[MOBY] [MOBY-l] Interpreting results from Service->execute()

Frank Gibbons fgibbons at hms.harvard.edu
Wed Mar 17 15:21:25 UTC 2004


José María,

Thanks for your response.

>The larger one: EBI-141 is an IntAct identifier, which corresponds to an 
>interactor in this case (P53905 from UniProt).
>
>The service was designed thinking on protein ids because we are 
>integrating data both from IntAct and other sources (like REGIA or VPiL). 
>So, the identifier is not found and the method returns nothing... Also, it 
>doesn't belong to any of the accepted input namespaces (AGI_LocusCode, 
>Swiss-Prot, SPTR, TrEMBL)

In fact, I just figured this out. There must be an easy way to find out the 
required input/output for a service. In my ignorance, I resorted to going 
to that MOBY-S web-page that lets you select input data types, then shows 
what services accept that type. I selected each protein type in sequence, 
until I found your services. But since there are at least half a dozen 
different protein ID systems, it gets complicated. I guess I could have 
written a script to iterate through them all, then iterate through the 
services I'm interested in, to find one that works. But shouldn't it be 
possible, once I know which service I'm interested in, to figure out what 
input it's looking for? I'm thinking specifically in terms of finding out 
what are the acceptable namespaces. Of course, I'm sure it is possible 
(wouldn't it be in the WSDL?) - anyone care to point me to a description of 
this? :)

>But it is true, there are two bugs: one related to signal an invalid 
>namespace, and other related to say 'no output'. I'm fixing them since now.
>
>>
>>The simpler answer might be that the service isn't working properly ;-)

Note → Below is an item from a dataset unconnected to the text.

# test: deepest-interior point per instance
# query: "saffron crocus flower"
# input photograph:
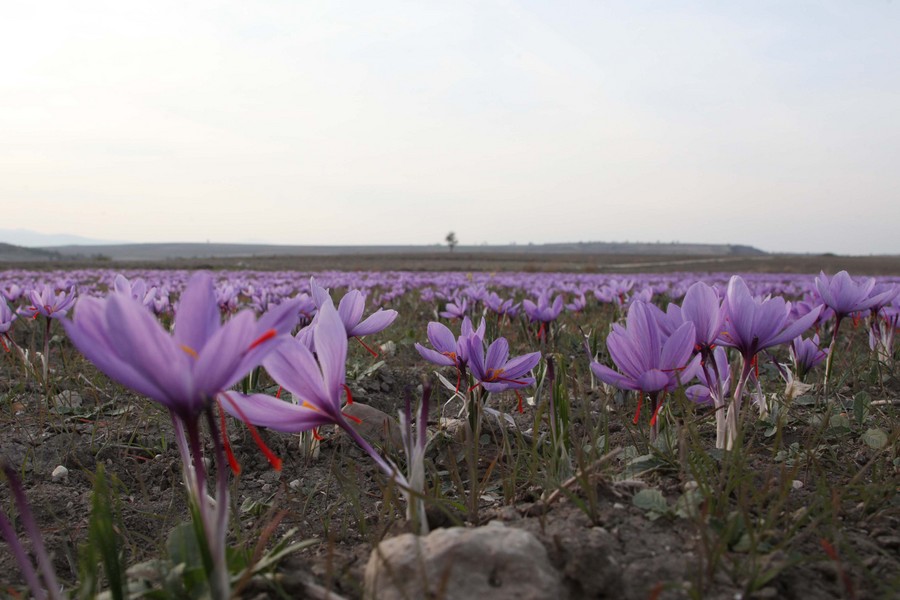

This raises an issue that would seem to increase in importance as the 
number of available services increases: if a service either doesn't work 
properly (someone puts it up prematurely, for example), or doesn't work at 
all (it worked a while ago, but something broke, and nobody is fixing it), 
how are service consumers to know? This is especially true if the response 
for unrecognized input data is simply an empty message. Should there be a 
meta-service, that rates the other services in terms of reliability, 
percentage time that it's up, length of service, or other criteria? I'm not 
imagining that it would "Service A is much better than Service B", merely 
that "Service C was last reported working successfully on January 19, 
2002." or "Service D has responded to 97% of all requests in the last 
week." Maybe there is something like this already?

Anyway, thanks to you (and to Mark) for setting me straight.

-Frank


PhD, Computational Biologist,
Harvard Medical School BCMP/SGM-322, 250 Longwood Ave, Boston MA 02115, USA.